Auch SPÖ-EU-Delegationsleiter Andreas Schieder erteilt einem etwaigen Verbot von sicherer Verschlüsselung im Internet eine Absage und sprach sich für mehr Zusammenarbeit der EU-Länder hinsichtlich des in Europa entstehenden islamistischen Extremismus aus. "Wenn wir bei den Messenger-Diensten ansetzen, riskieren wir unsere hohen demokratischen Standards. Gerade was die Erkenntnisse über Foreign-Fighters und Deradikalisierungsmaßnahmen angehen, müssen wir stärker in Europa zusammenarbeiten", so Schieder.
 
"Was die EU jetzt vorhat, ist ein Generalangriff auf das Telekommunikationsgeheimnis", kritisierte der FPÖ-EU-Abgeordnete Harald Vilimsky am Montag. "Onlinedienste wie WhatsApp oder Signal sollen dazu gezwungen werden, Generalschlüssel für Ende-zu-Ende verschlüsselte Chats und Messenger-Dienste anzulegen.

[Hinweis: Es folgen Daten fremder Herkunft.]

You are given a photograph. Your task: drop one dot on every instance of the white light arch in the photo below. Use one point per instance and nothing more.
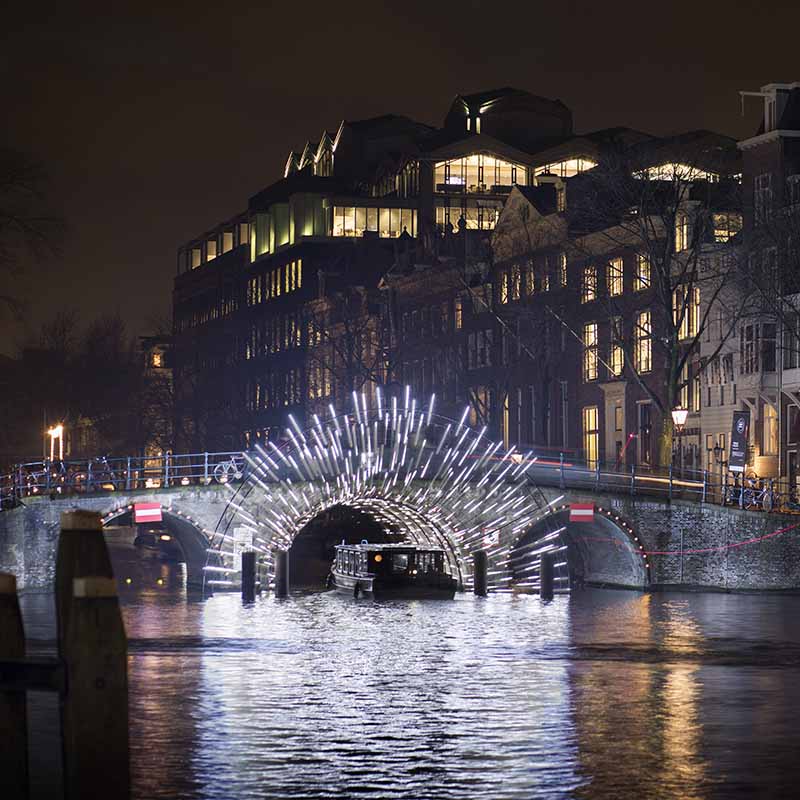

Damit wäre die Kommunikation aller Nutzer solcher Dienste einsehbar - ein massiver Eingriff in das Recht auf private Kommunikation", so Vilimsky. Das "Perfide" daran sei, dass der islamistische Anschlag von Wien dafür missbraucht werden solle, "um die Überwachungsmöglichkeiten gegen europäische Bürger zu verschärfen".